I have expected both expression's will give same answer:

System.out.println(2^0*2);
System.out.println((2^0)*2);

Output:

2
4

Is there a specific reason why 2^0*2 = 2 and (2^0)*2 = 4?

Please restrict yourself to one language only. A question that asks about two language is too broad. — Stephen C, Oct 01 '16 at 08:18
`*` has higher precedence than `^`. Most likely what you intended was `Math.pow(2, 0) * 2` — Peter Lawrey, Oct 01 '16 at 10:09

Nikolas Charalambidis · Accepted Answer · 2016-10-01T08:36:55.640

You have wrongly assumed that ^ operator behaves the same like the exponentiation in math.

At the first sight you can see that ^ is understood as + operator.
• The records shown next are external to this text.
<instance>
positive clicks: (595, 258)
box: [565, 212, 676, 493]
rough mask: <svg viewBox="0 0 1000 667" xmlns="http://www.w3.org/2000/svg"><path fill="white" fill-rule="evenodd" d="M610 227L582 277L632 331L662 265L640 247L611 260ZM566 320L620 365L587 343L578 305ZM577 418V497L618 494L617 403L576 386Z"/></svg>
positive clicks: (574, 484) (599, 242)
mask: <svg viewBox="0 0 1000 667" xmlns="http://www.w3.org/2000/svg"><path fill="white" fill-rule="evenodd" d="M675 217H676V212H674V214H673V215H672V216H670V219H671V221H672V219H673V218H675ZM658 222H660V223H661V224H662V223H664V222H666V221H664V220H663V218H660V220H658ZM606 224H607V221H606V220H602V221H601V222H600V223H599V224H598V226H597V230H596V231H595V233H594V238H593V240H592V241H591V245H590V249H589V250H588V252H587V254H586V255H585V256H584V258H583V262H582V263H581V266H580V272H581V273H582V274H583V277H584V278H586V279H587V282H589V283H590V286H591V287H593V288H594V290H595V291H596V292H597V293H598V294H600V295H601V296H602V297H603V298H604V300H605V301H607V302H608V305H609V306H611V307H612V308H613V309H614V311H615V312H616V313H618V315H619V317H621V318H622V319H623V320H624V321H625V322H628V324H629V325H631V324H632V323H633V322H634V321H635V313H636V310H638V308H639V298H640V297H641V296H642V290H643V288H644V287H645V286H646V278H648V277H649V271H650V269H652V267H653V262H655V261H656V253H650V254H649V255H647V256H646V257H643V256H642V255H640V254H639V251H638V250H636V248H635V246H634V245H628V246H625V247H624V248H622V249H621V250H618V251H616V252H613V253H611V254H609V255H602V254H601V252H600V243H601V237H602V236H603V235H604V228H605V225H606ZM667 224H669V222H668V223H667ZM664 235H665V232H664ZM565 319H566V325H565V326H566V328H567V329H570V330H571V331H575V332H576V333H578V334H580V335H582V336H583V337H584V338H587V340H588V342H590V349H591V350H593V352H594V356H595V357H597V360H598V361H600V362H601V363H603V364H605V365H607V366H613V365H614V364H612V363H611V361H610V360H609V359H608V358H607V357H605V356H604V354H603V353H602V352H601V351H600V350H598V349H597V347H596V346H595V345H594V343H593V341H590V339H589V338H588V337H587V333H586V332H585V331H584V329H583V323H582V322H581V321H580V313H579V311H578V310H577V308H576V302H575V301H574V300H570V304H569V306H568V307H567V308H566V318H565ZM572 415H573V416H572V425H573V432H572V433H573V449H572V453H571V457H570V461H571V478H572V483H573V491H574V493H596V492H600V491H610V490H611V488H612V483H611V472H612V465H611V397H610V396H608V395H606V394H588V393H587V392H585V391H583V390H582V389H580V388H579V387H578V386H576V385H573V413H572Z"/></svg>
Actually it means bitwise XOR operator.

System.out.println(2^0*2);   //  2 XOR 0  * 2 = 2
System.out.println((2^0)*2); // (2 XOR 0) * 2 = 4
System.out.println(2^4);     //  2 XOR 4      = 6

The XOR is exclusive disjunction that outputs true only when inputs differ. Here is the whole trick:

2^0 = 2 XOR 0 = (0010) XOR (0000) = (0010) = 2 
2^4 = 2 XOR 4 = (0010) XOR (0100) = (0110) = 6

score 2 · Answer 2 · answered Oct 01 '16 at 08:17

2

check this link

2^0*2=2

has higher priority thatn ^ so first you will evaluate 0*2 which is 0 and then xor it with 2 which will resutl 2

(2^0)*2

() has higher priority so you will first evaluate 2^0 then which is 2 then multiply it with 2

answered Oct 01 '16 at 08:17

Amer Qarabsa

and where i exactly mentioned that is power operator, i mentioned that its xor – Amer Qarabsa Oct 01 '16 at 08:31
NO check the link it specifies different meanings of '^' – Amer Qarabsa Oct 01 '16 at 08:32

score -3 · Answer 3 · answered Oct 01 '16 at 08:18

-3

In your first example you calculate: 0*2 = 2 ^ 0 = 2

In your second example you calculate: 2 ^ 0 = 2 * 2 = 4

answered Oct 01 '16 at 08:18

Tim L

Difference between 2^0*2 and (2^0)*2?